With the exception of the immediate family and a cousin who also emigrated to Palestine , and an uncle and an aunt who emigrated to Latin America, all of Kurt Goldstein's relatives died in the Shoah . In an interview for the Visual History Archive Goldstein reported in 1996 that more than fifty of his relatives by the Nazis were killed.

Kurt Goldstein was married twice. He met his first wife Helga Schimpf in 1945 in Thuringia. She died of typhus in 1947, three months after the birth of a son, the later actor and voice actor Kurt Goldstein (actor) (1947-1995). In 1951 Goldstein married Margot Wloch, the daughter of the communist Wilhelm Wloch . The marriage had four other sons born between 1951 and 1962.

Honor and memory

On April 11, 2010, on the occasion of the 65th anniversary of the liberation of the Buchenwald concentration camp in Berlin-Hellersdorf, a park was named after Kurt Goldstein. It was the first naming of a public German place after a communist, anti-fascist and Spain fighter since 1989.
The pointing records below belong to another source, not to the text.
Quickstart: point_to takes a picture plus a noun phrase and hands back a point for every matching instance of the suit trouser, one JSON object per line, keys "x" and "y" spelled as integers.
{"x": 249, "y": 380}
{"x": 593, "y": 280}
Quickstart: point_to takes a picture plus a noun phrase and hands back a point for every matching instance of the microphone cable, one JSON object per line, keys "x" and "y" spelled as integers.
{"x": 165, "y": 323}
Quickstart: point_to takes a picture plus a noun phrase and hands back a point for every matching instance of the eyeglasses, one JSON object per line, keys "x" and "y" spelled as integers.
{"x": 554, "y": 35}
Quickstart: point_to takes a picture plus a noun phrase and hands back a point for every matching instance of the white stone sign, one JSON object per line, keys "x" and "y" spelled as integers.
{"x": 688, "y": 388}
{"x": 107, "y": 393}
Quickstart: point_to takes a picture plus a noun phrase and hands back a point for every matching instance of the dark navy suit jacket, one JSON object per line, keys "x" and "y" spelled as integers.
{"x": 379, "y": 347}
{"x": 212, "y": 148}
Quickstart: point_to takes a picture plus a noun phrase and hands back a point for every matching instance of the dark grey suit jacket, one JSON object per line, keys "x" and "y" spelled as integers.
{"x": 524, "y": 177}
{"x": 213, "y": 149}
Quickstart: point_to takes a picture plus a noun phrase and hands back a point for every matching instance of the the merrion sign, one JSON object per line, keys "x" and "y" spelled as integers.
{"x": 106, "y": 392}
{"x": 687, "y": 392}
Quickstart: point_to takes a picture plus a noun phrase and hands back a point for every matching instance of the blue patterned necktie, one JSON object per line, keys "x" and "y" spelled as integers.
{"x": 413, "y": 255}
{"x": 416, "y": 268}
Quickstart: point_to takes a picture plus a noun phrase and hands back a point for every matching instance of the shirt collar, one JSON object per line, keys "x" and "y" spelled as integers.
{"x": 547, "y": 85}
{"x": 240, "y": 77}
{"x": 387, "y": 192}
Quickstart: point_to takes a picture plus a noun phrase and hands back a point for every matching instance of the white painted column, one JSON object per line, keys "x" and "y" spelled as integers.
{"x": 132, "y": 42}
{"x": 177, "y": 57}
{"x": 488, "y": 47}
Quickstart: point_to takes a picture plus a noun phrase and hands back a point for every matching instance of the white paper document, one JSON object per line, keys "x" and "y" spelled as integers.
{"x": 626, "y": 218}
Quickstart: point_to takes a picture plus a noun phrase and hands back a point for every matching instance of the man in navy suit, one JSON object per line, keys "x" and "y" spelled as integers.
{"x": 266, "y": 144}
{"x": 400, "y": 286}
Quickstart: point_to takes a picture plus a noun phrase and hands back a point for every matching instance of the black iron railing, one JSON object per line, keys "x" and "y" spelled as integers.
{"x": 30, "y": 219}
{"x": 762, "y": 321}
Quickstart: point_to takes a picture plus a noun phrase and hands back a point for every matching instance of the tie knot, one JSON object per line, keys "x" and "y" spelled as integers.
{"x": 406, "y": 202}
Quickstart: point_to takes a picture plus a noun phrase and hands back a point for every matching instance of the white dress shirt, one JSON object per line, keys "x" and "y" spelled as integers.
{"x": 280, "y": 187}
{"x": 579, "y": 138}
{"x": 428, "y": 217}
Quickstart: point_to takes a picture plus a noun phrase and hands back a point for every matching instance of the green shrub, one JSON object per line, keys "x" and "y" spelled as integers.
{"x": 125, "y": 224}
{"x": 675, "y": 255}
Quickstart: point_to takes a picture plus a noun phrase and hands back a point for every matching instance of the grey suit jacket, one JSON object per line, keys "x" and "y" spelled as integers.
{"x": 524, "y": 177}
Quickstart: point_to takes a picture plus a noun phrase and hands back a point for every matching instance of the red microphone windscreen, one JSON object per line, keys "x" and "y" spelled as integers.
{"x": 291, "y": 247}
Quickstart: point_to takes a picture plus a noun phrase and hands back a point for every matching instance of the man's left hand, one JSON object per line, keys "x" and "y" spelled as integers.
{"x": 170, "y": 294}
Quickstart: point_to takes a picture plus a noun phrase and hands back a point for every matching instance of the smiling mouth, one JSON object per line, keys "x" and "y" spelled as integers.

  • Let the rich pay! What do you expect from load balancing. Executive Committee of the Communist Party of Germany, Frankfurt am Main 1948.
  • Home Sweet Home. Party executive committee of the KPD, Düsseldorf 1948.
  • 5 billion. Small lesson on occupation costs. What everyone needs to know! KPD main board, Frankfurt am Main, 1949.
  • We are the last - ask us. Speeches and writings 1974–2004. Edited by Friedrich-Martin Balzer . 2nd edition Pahl-Rugenstein, Bonn 2005, ISBN 3-89144-362-5 .



Web links

Individual evidence

  1. ^ Wording of the declaration
  2. ^ "Last resting place on Pergolenweg." , Junge Welt , October 22, 2007
  3. “Confessing Optimist” Two funeral speeches at Goldstein's funeral, documented in Junge Welt , October 25, 2007
  4. Kurt Goldstein: We are the last - ask us. Speeches and writings 1974–2004. 2nd, strong adult Edition Pahl-Rugenstein, Bonn 2005, ISBN 3-89144-362-5 , pp. 30, 33.
  5. USC Shoah Foundation Institute for Visual History and Education, Interview No. 10040 with Julius Goldstein, February 20, 1996.
  6. Goldstein: We are the last - ask us. Pp. 46-51.